Geleceğin doktorlarından Yankı, “Aşılar çok önemli hatta şart. Özellikle bebeklik zamanında yapılanlar. İleride hastalıklar gelip çatıyor, sonra da yakınmaya başlıyorlar” diyor.
Eren ise şunları söylüyor: “Aşıyı reddedenlerden bazıları sırf popüler olmak için şarlatanlık yapan kişiler. Aşının yan etkileri için önlem alınıyor, aşının artıları eksilerine göre çok daha fazla. Hatta aşının uygulanmasının nasıl artacağı üzerine konuşmalıyız. İlaç tekelleri üzerinden karşı çıkıyorlarsa bu işi devlete bağlayıp, kamulaştıracaksın. Böyle olmazsa bunun önüne geçemeyiz. İnsanları bilinçlendirmek için bence birinci sınıftan itibaren Milli Eğitim Bakanlığının verdiği bir ders olmalı. Deprem olur aşı olur bu gibi konularda ders verilmeli, herkes çocukluktan bilinçlendirilmeli.”
KORUNMAK VARKEN NEDEN HASTA OLALIM?
Tıp öğrencisi Tuğçe aşı karşıtlarının toplum sağlığını da riske attıklarını belirterek, “Aşı olmayanlar diğerlerini de etkiler. Aşı yüzde 100 bir korunma sağlamıyor maalesef. Ama bir hastalıktan korunmak varken neden hastalığı geçiresin ki? Hepatit-B mesela. İlerlerse karaciğer kanserine hatta ölüme kadar yolu var, neden böyle bir riskle yaşayalım” diyor.
Kübra ise “Giydiğimiz kıyafetlerden, tükettiğimiz yiyeceklere kadar birçok şey birkaç tane tekelin elinde. Biz bunları giymiyor muyuz, tüketmiyor muyuz? Genel olarak bir koruma varsa bunu uygulamak gerekiyor. İkna edici konuşmalar hazırlamalıyız. Somut verilerle bilgilendirici, açıklayıcı etkinlikler yapmalıyız. Sosyal medyayı ve televizyonu buralarda kullanmalıyız. Mesela bir zamanlar ‘doktorlar’ dizisinde organ bağışı sahneleri çok gösterildiği dönem Türkiye’de de organ bağışı artmıştı” diyor.

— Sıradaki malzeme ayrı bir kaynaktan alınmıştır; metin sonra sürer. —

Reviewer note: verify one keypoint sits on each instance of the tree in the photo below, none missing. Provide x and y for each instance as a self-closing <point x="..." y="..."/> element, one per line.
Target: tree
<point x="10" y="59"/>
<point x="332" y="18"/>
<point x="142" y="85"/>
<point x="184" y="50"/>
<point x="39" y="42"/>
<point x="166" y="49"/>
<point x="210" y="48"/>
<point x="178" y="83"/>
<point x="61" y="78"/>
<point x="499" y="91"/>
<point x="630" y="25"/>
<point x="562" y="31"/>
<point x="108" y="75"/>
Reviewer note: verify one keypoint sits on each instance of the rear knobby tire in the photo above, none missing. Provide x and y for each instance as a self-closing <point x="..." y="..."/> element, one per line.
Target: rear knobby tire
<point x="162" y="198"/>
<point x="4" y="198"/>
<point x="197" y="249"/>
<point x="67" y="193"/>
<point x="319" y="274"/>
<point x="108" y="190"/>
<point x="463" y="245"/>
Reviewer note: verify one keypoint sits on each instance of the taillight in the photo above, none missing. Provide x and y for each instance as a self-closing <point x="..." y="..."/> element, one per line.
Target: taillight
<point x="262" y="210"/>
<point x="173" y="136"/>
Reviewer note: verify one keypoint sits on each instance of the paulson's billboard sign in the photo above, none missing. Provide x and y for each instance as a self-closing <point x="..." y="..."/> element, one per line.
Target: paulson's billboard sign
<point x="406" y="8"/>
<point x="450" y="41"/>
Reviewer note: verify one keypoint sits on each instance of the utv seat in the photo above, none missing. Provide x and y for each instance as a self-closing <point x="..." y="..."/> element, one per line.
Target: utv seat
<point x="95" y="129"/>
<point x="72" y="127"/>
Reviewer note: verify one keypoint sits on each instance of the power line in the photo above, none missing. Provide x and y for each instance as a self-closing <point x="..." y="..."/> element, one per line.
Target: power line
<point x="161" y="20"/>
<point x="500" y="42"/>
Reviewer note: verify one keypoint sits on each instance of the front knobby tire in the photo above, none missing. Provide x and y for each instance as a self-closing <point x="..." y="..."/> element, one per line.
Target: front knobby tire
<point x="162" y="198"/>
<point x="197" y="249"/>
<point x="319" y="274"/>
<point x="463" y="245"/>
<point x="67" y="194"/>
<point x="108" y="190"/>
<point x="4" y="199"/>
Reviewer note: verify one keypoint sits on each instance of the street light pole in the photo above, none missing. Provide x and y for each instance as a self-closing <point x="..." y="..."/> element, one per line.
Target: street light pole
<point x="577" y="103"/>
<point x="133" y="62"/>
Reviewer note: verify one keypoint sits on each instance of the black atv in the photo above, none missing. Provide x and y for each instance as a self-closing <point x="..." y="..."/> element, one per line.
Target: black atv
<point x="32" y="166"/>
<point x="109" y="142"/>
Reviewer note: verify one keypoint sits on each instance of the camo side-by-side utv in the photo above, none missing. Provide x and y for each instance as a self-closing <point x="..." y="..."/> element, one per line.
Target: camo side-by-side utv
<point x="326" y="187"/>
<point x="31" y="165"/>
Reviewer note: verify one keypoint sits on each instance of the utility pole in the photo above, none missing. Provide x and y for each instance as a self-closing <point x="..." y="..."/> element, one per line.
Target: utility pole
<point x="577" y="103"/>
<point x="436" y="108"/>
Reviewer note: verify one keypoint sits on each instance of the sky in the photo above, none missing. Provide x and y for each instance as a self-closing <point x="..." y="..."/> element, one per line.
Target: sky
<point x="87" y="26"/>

Diş Hekimliği öğrencileri olarak bizim de eklemek istediğimiz birkaç nokta var elbette. Bilim insanları aşı üzerinde tartışırken ‘Aşı olmalı mı, olmamalı mı?’ sorusu üzerinde tartışmıyor. Aşının yan etkilerinin nasıl azaltılabileceğine, aşının nasıl daha yaygın bir şekilde kullanılabileceğine ilişkin tartışmalar yürütülüyor. Aşının sağlık alanındaki etkisine ilişkin herhangi bir şüphe söz konusu değil. Kapitalist sistemin işleyişi düşünüldüğünde aşıların büyük şirketler tarafından üretilmesi aşılara karşı olmak için bir gerekçe olmamalıdır. Yapılması gereken, insanların aşı olmaması için değil, tam tersine, aşıların gelişmiş-gelişmemiş tüm ülkelere kolaylıkla temin edilebilmesi, ücretsiz şekilde yapılması için mücadele etmektir. Mücadele etmek derken çok kapsamlı bir şey söylediğimizin farkındayız. Kapitalist düzen son bulmadıkça toplumun sağlık hizmetine ulaşmadaki sorunlarının tamamının çözülmeyeceğini de biliyoruz ama sağlık öğrencileri olarak somut birkaç şey de önermek istiyoruz.
■ Üniversitelerdeki -başta sağlıkla ilgili kulüpler olmak üzere- çeşitli öğrenci birlikleri olarak aşının önemini anlatan, gerektiğinde alanında uzman kişilerin anlatımına başvuran etkinlikler düzenleyebiliriz.
■ Aşıları ve önemini açıklayan teşvik eden el ilanları oluşturup çevremizde yaygınlaştırabiliriz.
■ Toplumsal farkındalık açısından halkta bir farkındalık, bir bilinç sıçraması yaratacak altyapısı olan bir eğitim sistemi istemeliyiz.